Legislation enacted on June 23 in Colorado subjects sales of digital goods and mainframe computer access to sales and use tax, requires ‘tax haven’ corporation inclusion and ‘Finnigan apportionment’ for corporate income tax purposes, provides a passthrough entity tax as a federal ‘SALT cap’ workaround, and adopts limitations on individual itemized deductions, among other provisions.
Action item: While the adoption of digital goods sales tax provisions is intended to reflect the Department of Revenue’s current policy, mainframe computer access could be deemed to encompass a broad range of server or data center charges, effective July 1, 2021. Further, ‘tax haven’ entity inclusion and Finnigan apportionment could impact a broad range of corporate taxpayers, effective beginning with the 2022 tax year.
Also beginning in 2022, a passthrough entity election will be available, intended to mitigate the impact of federal deductibility limitations for state taxes. Among other provisions, a limitation on Colorado itemized deductions could have a significant tax impact on taxpayers with federal adjusted gross income of at least $400,000.

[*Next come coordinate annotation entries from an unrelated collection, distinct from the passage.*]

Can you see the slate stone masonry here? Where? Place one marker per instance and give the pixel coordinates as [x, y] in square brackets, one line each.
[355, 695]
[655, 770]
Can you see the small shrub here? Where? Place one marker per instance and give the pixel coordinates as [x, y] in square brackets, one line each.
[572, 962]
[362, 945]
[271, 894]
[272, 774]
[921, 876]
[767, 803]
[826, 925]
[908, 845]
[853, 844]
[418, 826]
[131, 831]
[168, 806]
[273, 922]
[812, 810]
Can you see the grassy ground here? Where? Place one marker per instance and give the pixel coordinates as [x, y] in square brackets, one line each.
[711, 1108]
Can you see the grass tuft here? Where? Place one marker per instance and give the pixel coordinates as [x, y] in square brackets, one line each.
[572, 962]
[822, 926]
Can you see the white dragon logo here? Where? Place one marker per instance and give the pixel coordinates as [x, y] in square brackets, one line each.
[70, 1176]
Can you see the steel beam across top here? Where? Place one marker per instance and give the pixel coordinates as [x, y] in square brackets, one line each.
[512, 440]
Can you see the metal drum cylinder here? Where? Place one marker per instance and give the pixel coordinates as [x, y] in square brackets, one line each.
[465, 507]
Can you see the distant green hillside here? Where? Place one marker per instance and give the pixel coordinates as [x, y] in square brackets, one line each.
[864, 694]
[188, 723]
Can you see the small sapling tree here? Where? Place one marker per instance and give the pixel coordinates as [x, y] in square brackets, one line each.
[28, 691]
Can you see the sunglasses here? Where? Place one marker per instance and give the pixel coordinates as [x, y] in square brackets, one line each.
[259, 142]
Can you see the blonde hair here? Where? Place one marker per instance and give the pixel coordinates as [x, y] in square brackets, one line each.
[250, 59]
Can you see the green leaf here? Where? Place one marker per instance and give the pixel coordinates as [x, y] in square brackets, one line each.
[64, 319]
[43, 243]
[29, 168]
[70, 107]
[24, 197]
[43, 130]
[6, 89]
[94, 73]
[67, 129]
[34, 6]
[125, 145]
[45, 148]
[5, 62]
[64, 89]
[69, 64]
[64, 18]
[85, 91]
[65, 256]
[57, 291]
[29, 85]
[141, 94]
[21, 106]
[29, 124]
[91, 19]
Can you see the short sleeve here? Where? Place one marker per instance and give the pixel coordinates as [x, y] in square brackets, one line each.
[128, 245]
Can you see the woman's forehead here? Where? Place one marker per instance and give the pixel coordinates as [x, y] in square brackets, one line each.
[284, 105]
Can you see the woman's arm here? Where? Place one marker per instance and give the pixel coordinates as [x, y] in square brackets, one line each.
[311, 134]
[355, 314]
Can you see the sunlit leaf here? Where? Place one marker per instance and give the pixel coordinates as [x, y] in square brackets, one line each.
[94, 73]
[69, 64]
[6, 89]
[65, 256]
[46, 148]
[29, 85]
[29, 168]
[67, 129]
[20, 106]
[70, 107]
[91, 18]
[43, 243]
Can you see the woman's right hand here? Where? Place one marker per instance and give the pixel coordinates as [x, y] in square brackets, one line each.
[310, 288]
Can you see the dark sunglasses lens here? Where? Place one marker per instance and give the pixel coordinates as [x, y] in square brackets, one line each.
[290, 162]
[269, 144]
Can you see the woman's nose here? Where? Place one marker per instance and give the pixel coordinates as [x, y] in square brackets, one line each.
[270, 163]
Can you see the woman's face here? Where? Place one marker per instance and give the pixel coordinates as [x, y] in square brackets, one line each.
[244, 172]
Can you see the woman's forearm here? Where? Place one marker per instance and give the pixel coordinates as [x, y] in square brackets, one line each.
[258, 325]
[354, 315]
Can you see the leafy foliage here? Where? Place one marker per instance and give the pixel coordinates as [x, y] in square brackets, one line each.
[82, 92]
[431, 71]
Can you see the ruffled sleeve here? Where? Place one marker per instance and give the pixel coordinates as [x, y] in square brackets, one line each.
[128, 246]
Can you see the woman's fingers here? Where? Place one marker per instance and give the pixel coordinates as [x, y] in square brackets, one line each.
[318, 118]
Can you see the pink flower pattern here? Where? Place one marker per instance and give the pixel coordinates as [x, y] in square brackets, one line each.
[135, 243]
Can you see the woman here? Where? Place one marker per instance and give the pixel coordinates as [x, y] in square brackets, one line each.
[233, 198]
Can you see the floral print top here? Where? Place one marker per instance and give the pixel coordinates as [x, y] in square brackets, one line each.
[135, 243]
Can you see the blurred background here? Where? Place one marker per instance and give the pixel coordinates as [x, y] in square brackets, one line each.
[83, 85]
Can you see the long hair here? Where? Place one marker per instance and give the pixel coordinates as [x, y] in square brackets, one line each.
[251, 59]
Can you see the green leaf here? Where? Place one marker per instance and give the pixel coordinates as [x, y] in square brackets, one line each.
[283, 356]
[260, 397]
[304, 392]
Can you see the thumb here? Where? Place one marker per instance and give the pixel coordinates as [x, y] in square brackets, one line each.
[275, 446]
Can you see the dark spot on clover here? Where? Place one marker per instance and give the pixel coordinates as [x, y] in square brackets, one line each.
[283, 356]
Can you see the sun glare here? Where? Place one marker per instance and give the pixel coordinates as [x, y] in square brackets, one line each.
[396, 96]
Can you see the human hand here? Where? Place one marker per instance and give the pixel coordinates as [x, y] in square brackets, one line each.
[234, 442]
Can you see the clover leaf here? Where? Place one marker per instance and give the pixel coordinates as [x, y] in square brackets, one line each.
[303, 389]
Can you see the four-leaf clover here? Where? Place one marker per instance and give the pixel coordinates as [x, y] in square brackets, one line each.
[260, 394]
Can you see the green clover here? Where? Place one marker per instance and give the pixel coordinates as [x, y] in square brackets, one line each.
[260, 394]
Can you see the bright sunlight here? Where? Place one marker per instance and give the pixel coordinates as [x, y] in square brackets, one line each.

H.B. 1312 includes ‘digital goods’ within the definition of ‘tangible personal property,’ and provides that “the method of delivery does not impact the taxability of a sale of tangible personal property.” Such delivery methods include compact disc, electronic download, and internet streaming. A ‘digital good’ is defined as any item of tangible personal property that is delivered or stored by digital means, including video, music, or electronic books.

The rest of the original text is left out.